The user sees streaming status updates throughout: "Writing report... Requesting sales data from data agent... Generating chart... Incorporating results..." The entire delegation chain is tracked through A2A task IDs, so every step is auditable.

Step 4: Add Push Notifications for Long-Running Tasks

The data analysis agent can take 5-10 minutes for complex queries. Set up
push notifications so:
1. Client sends a task to the orchestrator
2. Orchestrator delegates to data agent with a webhook URL
3. Data agent processes async, POSTs status updates to webhook
4. Orchestrator receives updates and forwards to the original client
5. Support reconnection — if the client disconnects, they can poll for
   the task status later using the task ID

Also implement a simple task dashboard that shows all active tasks across
all agents with their current status.

Without push notifications, every client has to hold a connection open for the entire duration of a task. For a 10-minute data analysis job, that is wasteful and fragile.
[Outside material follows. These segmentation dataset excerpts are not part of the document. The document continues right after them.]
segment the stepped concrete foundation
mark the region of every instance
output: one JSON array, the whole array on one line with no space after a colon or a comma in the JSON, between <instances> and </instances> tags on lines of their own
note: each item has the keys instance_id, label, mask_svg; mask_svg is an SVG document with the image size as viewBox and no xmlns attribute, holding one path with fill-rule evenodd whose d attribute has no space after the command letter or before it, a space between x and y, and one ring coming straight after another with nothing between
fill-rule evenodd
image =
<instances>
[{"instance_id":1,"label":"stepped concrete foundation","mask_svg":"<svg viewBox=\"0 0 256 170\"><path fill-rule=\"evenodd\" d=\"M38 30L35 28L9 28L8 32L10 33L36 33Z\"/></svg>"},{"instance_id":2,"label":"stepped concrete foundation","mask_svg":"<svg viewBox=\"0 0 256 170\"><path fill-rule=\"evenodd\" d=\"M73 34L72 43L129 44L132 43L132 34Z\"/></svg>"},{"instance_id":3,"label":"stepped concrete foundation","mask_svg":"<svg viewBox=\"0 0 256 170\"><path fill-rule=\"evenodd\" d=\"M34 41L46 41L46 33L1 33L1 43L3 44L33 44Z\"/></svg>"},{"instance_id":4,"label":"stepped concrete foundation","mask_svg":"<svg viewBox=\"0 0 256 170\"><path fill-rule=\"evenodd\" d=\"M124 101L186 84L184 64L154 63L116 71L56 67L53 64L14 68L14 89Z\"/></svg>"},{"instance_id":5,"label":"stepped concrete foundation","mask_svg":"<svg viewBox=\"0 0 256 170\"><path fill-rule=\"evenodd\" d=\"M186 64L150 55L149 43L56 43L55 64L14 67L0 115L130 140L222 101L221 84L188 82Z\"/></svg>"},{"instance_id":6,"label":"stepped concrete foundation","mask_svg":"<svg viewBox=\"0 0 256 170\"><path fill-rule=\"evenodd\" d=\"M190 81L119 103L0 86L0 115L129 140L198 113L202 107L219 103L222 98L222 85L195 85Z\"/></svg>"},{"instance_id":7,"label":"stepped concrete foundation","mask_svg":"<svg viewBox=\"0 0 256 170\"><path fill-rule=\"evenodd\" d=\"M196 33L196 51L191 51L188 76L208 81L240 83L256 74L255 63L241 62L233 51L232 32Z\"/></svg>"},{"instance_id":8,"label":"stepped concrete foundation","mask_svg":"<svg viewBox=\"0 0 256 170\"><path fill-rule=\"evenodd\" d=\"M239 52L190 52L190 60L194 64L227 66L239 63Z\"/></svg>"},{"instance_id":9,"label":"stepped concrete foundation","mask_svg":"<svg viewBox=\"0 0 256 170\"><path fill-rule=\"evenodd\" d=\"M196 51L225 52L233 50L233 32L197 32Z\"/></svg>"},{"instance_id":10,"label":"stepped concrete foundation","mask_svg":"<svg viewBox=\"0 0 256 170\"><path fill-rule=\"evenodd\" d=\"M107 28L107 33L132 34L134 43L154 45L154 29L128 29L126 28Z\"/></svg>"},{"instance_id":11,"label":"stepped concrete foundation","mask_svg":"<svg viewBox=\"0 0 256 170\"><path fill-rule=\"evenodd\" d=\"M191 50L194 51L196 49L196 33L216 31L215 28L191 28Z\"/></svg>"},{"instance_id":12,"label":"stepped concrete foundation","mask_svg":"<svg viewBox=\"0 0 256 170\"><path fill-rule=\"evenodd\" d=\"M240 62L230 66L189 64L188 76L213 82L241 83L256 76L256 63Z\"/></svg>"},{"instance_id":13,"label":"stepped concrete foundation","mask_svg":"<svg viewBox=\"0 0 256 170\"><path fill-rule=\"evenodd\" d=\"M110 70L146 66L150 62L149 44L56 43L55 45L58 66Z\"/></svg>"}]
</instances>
The push notification flow uses webhooks: the orchestrator includes a callback URL in its outbound A2A requests, the data agent POSTs status updates to that webhook as it progresses, and the orchestrator forwards updates to the original client. A SQLite-backed task store persists state across reconnections -- if a client disconnects and comes back, it can poll the task by ID and pick up where it left off.

A lightweight web dashboard polls the orchestrator's ListTasks endpoint and displays all active tasks with their status, duration, and which agents are involved.
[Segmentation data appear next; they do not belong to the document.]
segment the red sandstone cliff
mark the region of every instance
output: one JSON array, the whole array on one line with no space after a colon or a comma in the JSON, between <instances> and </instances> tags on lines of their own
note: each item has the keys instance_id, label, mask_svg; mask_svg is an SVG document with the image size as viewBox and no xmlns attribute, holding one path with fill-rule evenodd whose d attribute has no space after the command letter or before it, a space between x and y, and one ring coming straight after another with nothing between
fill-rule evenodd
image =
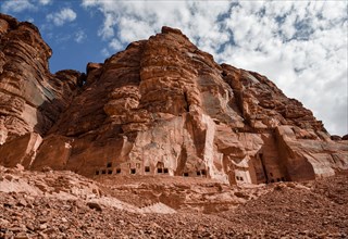
<instances>
[{"instance_id":1,"label":"red sandstone cliff","mask_svg":"<svg viewBox=\"0 0 348 239\"><path fill-rule=\"evenodd\" d=\"M348 167L311 111L266 77L219 65L163 27L103 64L51 75L35 26L0 15L0 163L231 184L302 180ZM9 103L3 103L9 102ZM44 137L44 139L41 139Z\"/></svg>"}]
</instances>

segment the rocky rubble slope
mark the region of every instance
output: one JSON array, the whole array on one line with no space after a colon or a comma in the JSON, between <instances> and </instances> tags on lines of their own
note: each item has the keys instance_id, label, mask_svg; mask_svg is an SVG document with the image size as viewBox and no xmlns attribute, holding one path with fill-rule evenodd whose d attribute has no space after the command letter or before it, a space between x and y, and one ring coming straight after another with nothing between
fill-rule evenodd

Step 5: Secure and Harden for Production

Secure the multi-agent system:
1. Agent-to-agent authentication: each agent has a service account token,
   declared in its Agent Card's authentication section
2. TLS on all A2A endpoints
3. Rate limiting per client
4. Input validation: reject messages with unsupported content types
5. Task timeout: auto-cancel tasks that run longer than 30 minutes
6. Audit logging: log all inter-agent communications with task IDs
7. Health checks: /health endpoint on each agent, orchestrator monitors

Also add OpenTelemetry tracing so we can see the full request flow
across all agents in Jaeger.

Production means trust boundaries. Every A2A server gets bearer token authentication, TLS via cert-manager, and middleware for rate limiting and input validation. A task reaper runs every minute and cancels anything older than 30 minutes. Structured logging with correlation IDs ties every message to its originating task.

The most valuable addition is OpenTelemetry tracing using the a2a-sdk's telemetry integration. A single user request fans out across four agents -- without distributed tracing, debugging a slow report is guesswork. With it, you open Jaeger and see exactly which agent took how long, where retries happened, and where the bottleneck lives.

Real-World Example

The AI platform team wraps each of their four agents in under a day per agent -- no rewrites, just thin A2A adapters. The orchestrator connects all four, and users start describing what they need in natural language instead of manually routing between tools.

Direct agent-to-agent delegation enables the writer to pull charts from the data agent and insights from the research agent without human intervention. A quarterly report that previously took 3 hours of manual coordination now completes in 8 minutes end-to-end.

OpenTelemetry tracing reveals that 70% of total time is spent in the data agent's SQL queries. The team optimizes those queries and cuts report generation to 3 minutes. The system is also composable -- when a fifth agent (a compliance reviewer) joins the company later, it publishes an Agent Card and the orchestrator discovers it automatically. No code changes needed.